Van The Man To Beat Bale To Peer Award

Bale celebrates with manager, André Villas-Boas who will be thankful that his star man is keeping the teams European football dream alive. Is he worth backing for PFA Player of the Year?- not at his current odds anyway.
Tottenham midfielder Gareth Bale is the flavour of the month in the English Premier League right now and bookmakers have promoted the Wales international to odds-on favouritism in betting on the Player of the Year gong that the Professional Footballers’ Association will hand out in April 2013.
Bale has received more positive press in recent weeks than some players receive in their entire career, with Tottenham manager Andre Villas-Boas labelling Bale as an inspiration to his Spurs colleagues and Wales teammate Jack Collison saying that Bale is up there with Barcelona superstar Lionel Messi and Real Madrid phenomenon Cristiano Ronaldo.
Bale’s brace for Tottenham in its superb 3-2 English Premier League away derby victory over West Ham was his third double in four matches and took his recent tally to nine goals in eight games for his club and his country. Currently there is no hotter player in the world than Bale and that is why the bookmaking fraternity has slashed its odds about him winning the PFA Player of the Year award for the second time.

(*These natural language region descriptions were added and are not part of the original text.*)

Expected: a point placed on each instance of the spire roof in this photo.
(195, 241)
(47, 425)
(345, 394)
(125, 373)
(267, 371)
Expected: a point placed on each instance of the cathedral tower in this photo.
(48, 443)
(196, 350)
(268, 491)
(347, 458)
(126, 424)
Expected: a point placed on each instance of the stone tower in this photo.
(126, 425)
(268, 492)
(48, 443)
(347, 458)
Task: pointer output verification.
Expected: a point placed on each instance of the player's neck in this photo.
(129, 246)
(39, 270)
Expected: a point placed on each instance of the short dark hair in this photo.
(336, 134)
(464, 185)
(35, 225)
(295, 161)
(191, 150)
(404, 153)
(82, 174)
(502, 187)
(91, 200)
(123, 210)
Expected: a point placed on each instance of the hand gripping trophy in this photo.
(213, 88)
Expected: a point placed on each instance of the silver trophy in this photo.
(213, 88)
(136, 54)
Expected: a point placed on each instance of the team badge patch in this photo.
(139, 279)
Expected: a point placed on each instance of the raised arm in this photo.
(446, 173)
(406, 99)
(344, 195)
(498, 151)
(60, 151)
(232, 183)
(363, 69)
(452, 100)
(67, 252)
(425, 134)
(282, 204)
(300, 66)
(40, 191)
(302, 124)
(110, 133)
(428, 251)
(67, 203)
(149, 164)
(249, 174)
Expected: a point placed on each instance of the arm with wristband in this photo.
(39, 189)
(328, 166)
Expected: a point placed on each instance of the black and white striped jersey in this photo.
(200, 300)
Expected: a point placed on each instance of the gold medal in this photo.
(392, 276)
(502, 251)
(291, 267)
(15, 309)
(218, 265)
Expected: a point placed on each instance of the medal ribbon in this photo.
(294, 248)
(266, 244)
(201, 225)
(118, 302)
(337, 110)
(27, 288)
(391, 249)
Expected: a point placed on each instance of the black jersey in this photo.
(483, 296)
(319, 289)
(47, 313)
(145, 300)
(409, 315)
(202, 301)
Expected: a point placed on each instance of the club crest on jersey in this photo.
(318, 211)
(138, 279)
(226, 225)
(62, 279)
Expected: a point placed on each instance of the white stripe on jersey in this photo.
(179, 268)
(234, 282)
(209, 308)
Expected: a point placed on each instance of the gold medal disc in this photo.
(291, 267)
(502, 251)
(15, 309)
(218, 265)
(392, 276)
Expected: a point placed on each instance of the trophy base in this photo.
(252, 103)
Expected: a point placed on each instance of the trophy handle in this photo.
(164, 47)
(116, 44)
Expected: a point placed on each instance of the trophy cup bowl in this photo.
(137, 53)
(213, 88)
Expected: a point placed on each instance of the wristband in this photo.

But is not everyone getting a little carried away with what, admittedly, is one hell of a fine Bale run of form? He was trading at odds of around 33-1 before scoring Tottenham’s late equaliser in its 1-1 English Premier League road draw versus Norwich and it just so happens that Bale’s sequence of eye-catching performances has coincided with Robin van Persie’s quietest month of the season by some distance.
A few weeks ago and one would have killed one’s grandmother to back Manchester United striker van Persie at anything close to odds of 4-7 to collect back-to-back PFA Player of the Year prizes. Now the Red Devils forward is out to 7-4, odds that appear worth taking in what looks like a two-man race even though some people, desperate to be different, are talking up the chances of Juan Mata, Michu and Luiz Suarez.
Getting one’s hands on decent statistics in this day and age is as easy as clicking a few web hyperlinks and the data on the English Premier League’s official website suggests that van Persie remains on track to retain the prestigious prize.
Van Persie has scored an English Premier League-leading 19 goals this term, four more than Bale in spite of having 20 fewer shots. And many of van Persie’s goals have been very important ones with regards to Manchester United’s title ambitions, including his injury-time winner against the noisy neighbours otherwise known as Manchester City.
Van Persie has, according to English Premier League number crunchers, assisted in 11 Manchester United goals in this season’s competition, whereas Bale has assisted in only three Tottenham goals. Assists are subjective but the difference is so large that there is no doubt that the Dutchman is ahead of the Welshman on this score as well.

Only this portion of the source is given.